Zboriv was the site of mass murder, conducted by the Einsatzgruppen, along with local Ukrainians, in 1941. Information about the Jewish community destroyed during the Holocaust can be found in a Yizkor book published by Jews who fled Zborow and survived the Holocaust.
The town was completely destroyed in the summer of 1944 due to the Soviet offensive. Under Soviet rule (1944–1991), Zboriv was rebuilt and redeveloped. Construction plant and a small food processing factory were built in the 1960s. A significant part of a local budget was relied on agriculture and governmental subsidies.

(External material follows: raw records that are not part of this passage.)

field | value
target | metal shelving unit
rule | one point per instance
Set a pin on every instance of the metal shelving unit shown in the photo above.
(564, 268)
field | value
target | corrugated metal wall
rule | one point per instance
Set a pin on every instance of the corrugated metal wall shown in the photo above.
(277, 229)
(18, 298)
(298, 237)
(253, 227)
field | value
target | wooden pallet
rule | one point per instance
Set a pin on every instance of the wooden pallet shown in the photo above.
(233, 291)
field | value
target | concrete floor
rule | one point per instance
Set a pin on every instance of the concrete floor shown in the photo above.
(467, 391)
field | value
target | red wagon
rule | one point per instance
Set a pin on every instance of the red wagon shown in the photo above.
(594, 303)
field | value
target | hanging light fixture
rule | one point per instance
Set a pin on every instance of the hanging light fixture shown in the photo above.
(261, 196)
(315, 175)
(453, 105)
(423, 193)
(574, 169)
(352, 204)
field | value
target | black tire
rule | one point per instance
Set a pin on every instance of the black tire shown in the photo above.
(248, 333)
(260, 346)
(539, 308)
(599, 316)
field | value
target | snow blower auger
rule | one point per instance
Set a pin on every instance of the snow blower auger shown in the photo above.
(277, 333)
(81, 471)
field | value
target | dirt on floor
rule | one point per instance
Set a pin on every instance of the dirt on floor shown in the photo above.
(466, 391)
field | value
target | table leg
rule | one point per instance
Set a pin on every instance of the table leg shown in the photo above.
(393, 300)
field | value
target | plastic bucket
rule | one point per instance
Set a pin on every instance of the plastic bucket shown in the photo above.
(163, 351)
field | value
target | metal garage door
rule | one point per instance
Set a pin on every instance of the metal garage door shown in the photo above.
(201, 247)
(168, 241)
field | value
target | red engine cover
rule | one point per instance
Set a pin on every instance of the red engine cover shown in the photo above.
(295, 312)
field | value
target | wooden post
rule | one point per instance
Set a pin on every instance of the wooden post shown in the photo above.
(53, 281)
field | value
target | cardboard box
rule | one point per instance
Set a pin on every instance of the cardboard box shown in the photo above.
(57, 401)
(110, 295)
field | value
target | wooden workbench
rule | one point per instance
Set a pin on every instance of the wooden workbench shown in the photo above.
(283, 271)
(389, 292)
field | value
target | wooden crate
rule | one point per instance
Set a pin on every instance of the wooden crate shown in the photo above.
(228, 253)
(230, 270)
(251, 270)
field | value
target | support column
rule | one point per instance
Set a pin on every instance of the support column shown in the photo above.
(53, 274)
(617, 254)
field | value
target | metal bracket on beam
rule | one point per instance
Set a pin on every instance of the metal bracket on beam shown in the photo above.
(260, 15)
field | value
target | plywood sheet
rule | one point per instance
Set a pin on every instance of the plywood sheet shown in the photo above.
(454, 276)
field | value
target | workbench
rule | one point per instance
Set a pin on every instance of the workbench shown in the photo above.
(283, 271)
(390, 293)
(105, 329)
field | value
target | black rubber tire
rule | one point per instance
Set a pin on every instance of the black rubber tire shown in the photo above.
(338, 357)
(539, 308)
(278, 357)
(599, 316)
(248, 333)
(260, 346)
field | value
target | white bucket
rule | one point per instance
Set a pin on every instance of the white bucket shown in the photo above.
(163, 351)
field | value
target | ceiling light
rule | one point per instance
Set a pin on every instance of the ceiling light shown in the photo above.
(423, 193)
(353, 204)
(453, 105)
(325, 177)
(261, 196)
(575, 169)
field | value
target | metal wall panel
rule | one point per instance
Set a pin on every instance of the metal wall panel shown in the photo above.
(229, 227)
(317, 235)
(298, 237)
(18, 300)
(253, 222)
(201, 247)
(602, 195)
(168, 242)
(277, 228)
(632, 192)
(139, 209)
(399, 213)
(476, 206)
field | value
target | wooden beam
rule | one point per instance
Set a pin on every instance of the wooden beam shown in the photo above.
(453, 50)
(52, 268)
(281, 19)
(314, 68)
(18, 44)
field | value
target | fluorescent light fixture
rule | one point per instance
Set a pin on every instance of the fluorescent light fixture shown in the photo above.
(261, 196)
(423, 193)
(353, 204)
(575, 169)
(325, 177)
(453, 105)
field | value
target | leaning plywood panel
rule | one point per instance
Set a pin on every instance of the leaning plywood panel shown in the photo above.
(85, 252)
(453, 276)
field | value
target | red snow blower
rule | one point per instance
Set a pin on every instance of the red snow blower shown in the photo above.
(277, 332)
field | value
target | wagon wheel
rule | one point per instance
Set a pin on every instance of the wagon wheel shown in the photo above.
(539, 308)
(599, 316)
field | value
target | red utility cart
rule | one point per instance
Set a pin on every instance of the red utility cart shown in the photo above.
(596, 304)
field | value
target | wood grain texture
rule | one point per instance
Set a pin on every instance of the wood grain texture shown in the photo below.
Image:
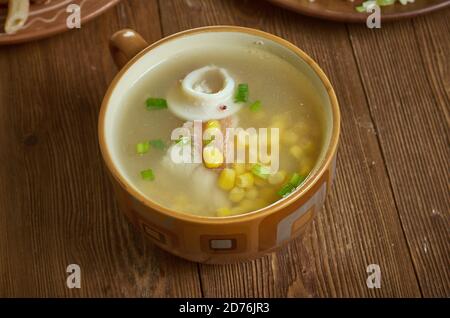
(406, 81)
(56, 202)
(360, 224)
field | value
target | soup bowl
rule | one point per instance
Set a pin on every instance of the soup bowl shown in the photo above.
(216, 239)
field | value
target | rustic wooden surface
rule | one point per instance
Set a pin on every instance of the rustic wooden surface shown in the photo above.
(389, 205)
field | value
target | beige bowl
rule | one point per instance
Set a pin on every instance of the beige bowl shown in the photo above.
(207, 239)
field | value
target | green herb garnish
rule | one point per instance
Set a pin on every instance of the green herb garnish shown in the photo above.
(241, 94)
(142, 148)
(295, 181)
(157, 144)
(256, 106)
(261, 171)
(155, 103)
(148, 175)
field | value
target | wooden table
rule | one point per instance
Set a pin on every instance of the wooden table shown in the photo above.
(389, 205)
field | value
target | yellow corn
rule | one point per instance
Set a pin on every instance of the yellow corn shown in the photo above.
(239, 168)
(245, 180)
(236, 195)
(212, 157)
(224, 212)
(226, 179)
(251, 194)
(260, 182)
(277, 178)
(296, 151)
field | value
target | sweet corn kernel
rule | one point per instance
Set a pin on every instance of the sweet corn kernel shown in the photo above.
(251, 194)
(239, 168)
(226, 179)
(260, 182)
(248, 205)
(236, 195)
(224, 212)
(289, 137)
(277, 178)
(212, 157)
(296, 151)
(213, 124)
(245, 180)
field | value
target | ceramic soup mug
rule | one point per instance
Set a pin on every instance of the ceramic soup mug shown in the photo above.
(221, 239)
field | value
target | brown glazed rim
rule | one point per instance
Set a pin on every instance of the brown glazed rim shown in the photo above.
(273, 208)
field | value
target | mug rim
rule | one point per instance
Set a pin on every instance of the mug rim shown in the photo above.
(270, 209)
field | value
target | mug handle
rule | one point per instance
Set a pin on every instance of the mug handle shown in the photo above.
(124, 45)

The state farm in Zboriv was one of the best in the region. In the 1980s, the town became the object of serious governmental investments. Among these few new town improwments were built, like: cinema, agricultural market, new secondary school, waterbike lake station, football stadium, a city hall and a culture hall. After the collapse of the Soviet Union, the local economy experiences a deep downturn. During the 1990s (until present time)as a result of economical decline lots of active work age people left for abroad - mostly as a low skilled labourers in Western Europe or Russia. Nowadays, in spite of all unfavorable conditions, younger generation is less likely to quit and prefer to do a daily commutes for work to the closest regional centres like Ternopol and Lviv which offer wider job opportunities.